After the rescued astronauts have been hospitalized, the same boy, playing cowboy on the beach, finds a cylinder containing a glistening gelatinous mass the size and shape of a large cucumber. He sells this flotsam to the medical-student heroine’s father, a zoologist who has been camping in the area. Unable to identify the thing, the zoologist at last gives up for the night, turns off the light, retires. Sometime later, his daughter comes in. Unnoticed on the table, the gelatinous mass trembles, bulges, is sliced open from within by a delicate birdlike claw. Something weakly emerges from the rupture, lies panting on the tabletop for a moment, then rises upon its hindlegs and begins cleaning particles of gunk from its scaly hide. Only seconds have elapsed since the medical student entered the room; we are perhaps a third of the way into the film’s running time, 82 minutes; what comes now is a scene loaded with tragic implications — the movie’s sublime moment.
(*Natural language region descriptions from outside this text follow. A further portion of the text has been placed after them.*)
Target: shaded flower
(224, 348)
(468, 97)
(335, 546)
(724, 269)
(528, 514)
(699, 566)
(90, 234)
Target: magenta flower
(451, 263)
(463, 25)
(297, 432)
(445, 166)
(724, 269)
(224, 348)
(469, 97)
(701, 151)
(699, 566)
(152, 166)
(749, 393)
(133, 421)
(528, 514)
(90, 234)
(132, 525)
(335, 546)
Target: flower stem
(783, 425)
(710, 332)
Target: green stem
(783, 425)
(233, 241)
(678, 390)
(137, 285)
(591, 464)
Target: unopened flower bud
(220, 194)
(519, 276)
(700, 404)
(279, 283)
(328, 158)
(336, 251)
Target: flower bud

Joan Taylor, who still hasn’t noticed the newborn creature on the table, removes her jacket and turns on the light. The creature recoils, paws its eyes, and scares the bejeezus out of Taylor as it utters its first heartrending sound: a newborn’s cry of confusion and terror.

What follows is approximately par for the Giant Monster Gets Loose In Big City course. The big city in this case is the Eternal City, and there is a fight with an elephant at the Rome Zoo, and skirmishes with the Army, and a last stand at the Coliseum. Along the way, we learn that the creature has come from Venus aboard the lost spacecraft and that it has an appetite unusual in movie monsters: it subsists not upon the flesh and/or blood of teenagers rash enough to be necking in the woods late at night when they know there’s a fiend on the prowl, but upon sulphur.

Whenever I watch 20 Million Miles to Earth, which is pretty much whenever I get the chance, I have trouble deciding who is more afraid of whom. Unlike King Kong, who trashes New York City in his frenzy of desire for Fay Wray — unlike Godzilla, who razes Tokyo out of sheer reptilian cussedness — unlike, even, the nameless sea-beast that invades London to find her baby Gorgo — the creature from Venus gives every sign of wanting to avoid the hostile beings who persist in caging it, shooting it, sticking it with pitchforks, searing it with flamethrowers, electrocuting it. Even grown huge in Earth’s oxygen-rich atmosphere, it flees at their approach, tries to hide from them, lashes out only when avenues of escape are blocked. From first to last, it is patently a lost child far from home.